Shinichi überlegte. Er hatte ihn ohne Vorwarnung einfach weggeschickt. Er war noch nicht einmal wütend geworden, wie es früher mit Ran gewesen war. Er hatte einfach nur gesagt, er solle gehen.
Das ist zu schön gelaufen, um wahr zu sein, dachte Shinichi und weinte wieder. "Kudo?"
"Ich habe sie ohne Vorwarnung weggeschickt", wiederholte er tonlos.
Heiji seufzte.
Wirklich?, fragte sich Shinichi plötzlich in Gedanken, ohne auf Heiji zu achten. Habe ich ihn wirklich spontan rausgeschmissen? Nein. Ich habe das doch schon vorher geplant. Ich hatte das doch die ganze Zeit im Kopf. Ich habe es mit Absicht gemacht! Es schüttelte ihn vor Trauer. Das macht es nur noch abscheulicher!
Der Detektiv verachtete sich für diesen Gedanken, der ihn schon seit einigen Tagen nicht mehr losgelassen hatte.
"Ich habe sie sehr tief dadurch verletzt", hörte er sich zu Heiji sagen. Aber es geht doch gar nicht anders! Wir können nicht zusammen sein!
"Heiji, ich kann nicht mit ihm zusammen sein!"
"Ihm?", fragte Heiji verwundert. "Über wen redest du?"
Shinichi stutzte. Er hatte sich verplappert.
"Nein, nein. Du hast dich verhört. Ich habe gesagt: Ich kann nicht mit ihr zusammen sein."
Er schniefte laut. "Nicht mehr", fügte er leise hinzu.
Heiji schnaubte. "Na gut. Liebst du sie?"
Shinichi schluckte. Seine Zunge formte ein "Ja", bevor er überhaupt einen weiteren Gedanken gefasst hatte.

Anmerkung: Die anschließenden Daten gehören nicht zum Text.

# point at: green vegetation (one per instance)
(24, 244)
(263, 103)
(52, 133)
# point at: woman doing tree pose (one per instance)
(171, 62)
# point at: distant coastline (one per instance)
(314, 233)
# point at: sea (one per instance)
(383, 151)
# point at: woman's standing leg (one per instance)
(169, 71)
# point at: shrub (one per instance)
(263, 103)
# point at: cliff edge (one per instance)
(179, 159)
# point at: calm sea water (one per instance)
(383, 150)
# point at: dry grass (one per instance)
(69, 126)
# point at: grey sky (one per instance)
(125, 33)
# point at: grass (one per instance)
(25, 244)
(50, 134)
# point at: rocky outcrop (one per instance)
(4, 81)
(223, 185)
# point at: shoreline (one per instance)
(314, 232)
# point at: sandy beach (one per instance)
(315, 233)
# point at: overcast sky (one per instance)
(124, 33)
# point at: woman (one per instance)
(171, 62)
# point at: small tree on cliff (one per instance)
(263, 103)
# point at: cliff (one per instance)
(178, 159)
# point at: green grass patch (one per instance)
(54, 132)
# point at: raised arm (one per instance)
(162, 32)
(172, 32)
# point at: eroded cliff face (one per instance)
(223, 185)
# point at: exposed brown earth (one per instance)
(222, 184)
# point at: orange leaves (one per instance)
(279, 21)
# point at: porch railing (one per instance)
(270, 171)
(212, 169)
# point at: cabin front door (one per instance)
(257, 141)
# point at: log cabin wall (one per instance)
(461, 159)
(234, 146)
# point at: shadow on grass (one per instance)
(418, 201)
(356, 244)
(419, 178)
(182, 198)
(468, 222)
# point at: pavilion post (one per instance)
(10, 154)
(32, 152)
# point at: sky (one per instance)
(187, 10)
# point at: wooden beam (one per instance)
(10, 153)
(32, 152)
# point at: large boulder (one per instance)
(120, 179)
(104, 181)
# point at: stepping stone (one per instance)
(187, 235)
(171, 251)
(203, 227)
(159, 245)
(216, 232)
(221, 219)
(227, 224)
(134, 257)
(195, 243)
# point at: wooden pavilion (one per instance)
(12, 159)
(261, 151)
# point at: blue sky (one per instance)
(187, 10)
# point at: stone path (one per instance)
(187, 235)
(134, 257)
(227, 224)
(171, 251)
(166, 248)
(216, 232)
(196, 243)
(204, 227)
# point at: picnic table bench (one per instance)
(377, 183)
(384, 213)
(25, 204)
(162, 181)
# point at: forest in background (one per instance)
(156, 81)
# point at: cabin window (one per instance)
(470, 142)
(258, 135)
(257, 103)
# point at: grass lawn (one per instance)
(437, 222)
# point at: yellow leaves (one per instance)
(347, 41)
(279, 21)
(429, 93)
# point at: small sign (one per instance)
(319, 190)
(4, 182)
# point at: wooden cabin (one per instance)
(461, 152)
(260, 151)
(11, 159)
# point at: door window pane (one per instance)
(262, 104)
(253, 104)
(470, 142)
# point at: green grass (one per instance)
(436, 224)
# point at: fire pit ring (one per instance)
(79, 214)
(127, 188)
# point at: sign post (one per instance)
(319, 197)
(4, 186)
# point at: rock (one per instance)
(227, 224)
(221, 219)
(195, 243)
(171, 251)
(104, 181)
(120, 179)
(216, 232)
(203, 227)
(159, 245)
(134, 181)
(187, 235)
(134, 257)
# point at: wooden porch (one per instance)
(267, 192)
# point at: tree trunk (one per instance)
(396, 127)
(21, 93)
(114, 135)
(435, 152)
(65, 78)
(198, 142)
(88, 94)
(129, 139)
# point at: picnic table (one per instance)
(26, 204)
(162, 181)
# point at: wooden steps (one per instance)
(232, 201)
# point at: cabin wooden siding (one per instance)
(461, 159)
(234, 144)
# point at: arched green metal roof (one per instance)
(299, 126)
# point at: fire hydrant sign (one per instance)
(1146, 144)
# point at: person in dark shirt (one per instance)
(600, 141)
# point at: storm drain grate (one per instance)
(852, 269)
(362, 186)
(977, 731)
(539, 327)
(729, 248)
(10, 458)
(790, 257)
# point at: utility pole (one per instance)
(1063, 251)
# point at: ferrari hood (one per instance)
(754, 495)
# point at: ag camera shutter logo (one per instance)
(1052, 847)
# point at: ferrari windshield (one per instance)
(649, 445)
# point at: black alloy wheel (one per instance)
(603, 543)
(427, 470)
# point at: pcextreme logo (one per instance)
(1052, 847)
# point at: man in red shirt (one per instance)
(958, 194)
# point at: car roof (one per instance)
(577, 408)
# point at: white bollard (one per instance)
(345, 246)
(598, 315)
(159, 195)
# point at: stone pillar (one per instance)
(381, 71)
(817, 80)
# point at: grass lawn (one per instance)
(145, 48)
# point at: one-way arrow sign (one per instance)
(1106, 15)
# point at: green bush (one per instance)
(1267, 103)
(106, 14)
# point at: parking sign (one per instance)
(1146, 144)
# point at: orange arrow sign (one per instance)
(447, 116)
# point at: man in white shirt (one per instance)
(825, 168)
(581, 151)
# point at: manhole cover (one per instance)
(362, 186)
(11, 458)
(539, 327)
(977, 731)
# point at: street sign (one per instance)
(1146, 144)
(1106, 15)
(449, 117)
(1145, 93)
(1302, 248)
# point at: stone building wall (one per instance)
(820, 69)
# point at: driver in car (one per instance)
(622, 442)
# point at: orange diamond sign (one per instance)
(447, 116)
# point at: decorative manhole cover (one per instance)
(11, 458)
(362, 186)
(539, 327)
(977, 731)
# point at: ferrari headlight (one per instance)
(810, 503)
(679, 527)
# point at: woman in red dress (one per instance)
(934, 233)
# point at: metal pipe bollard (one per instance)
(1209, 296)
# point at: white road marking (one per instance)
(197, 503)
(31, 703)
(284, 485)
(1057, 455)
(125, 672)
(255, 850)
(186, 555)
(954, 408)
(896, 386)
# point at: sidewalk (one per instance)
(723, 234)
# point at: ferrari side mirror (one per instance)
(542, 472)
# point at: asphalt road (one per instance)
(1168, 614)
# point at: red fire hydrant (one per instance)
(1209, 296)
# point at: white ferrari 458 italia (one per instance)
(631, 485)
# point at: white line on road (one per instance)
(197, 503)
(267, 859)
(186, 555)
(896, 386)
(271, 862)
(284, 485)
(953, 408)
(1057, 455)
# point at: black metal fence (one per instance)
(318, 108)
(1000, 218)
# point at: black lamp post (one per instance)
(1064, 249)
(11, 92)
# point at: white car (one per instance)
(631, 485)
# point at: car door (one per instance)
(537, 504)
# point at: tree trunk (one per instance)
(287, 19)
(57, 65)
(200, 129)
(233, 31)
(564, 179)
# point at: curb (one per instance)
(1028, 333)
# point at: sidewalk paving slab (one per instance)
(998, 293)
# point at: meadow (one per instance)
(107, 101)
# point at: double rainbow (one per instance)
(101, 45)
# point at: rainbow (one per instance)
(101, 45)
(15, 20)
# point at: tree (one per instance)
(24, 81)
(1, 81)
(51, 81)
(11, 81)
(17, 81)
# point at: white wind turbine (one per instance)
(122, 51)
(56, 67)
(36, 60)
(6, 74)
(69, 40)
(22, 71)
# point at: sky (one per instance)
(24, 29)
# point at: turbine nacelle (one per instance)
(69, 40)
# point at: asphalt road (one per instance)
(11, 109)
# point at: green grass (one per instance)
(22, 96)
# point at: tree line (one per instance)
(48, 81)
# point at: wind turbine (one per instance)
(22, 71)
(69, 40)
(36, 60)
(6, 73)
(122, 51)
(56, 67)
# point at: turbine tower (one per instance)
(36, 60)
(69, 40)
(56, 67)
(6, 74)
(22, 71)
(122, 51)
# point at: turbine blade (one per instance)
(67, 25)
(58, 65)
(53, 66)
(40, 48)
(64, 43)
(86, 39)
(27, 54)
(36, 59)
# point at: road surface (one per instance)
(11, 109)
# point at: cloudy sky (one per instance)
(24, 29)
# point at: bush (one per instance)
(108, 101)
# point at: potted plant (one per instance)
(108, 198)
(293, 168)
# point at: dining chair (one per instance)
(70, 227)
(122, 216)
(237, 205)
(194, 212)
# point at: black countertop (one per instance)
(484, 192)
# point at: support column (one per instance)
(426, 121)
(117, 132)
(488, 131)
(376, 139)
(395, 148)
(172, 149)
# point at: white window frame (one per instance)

"Dann geh zu ihr, sag ihr das ins Gesicht und entschuldige dich!"
Plötzlich musste Shinichi lachen. Bei Heiji klang das alles so einfach. Er und Kazuha waren schon seit zwei Jahren zusammen und kamen fast immer ohne Streit aus, aber bei ihm und Kaito war die Situation etwas anders. Ich muss ihn zuerst finden, dachte er.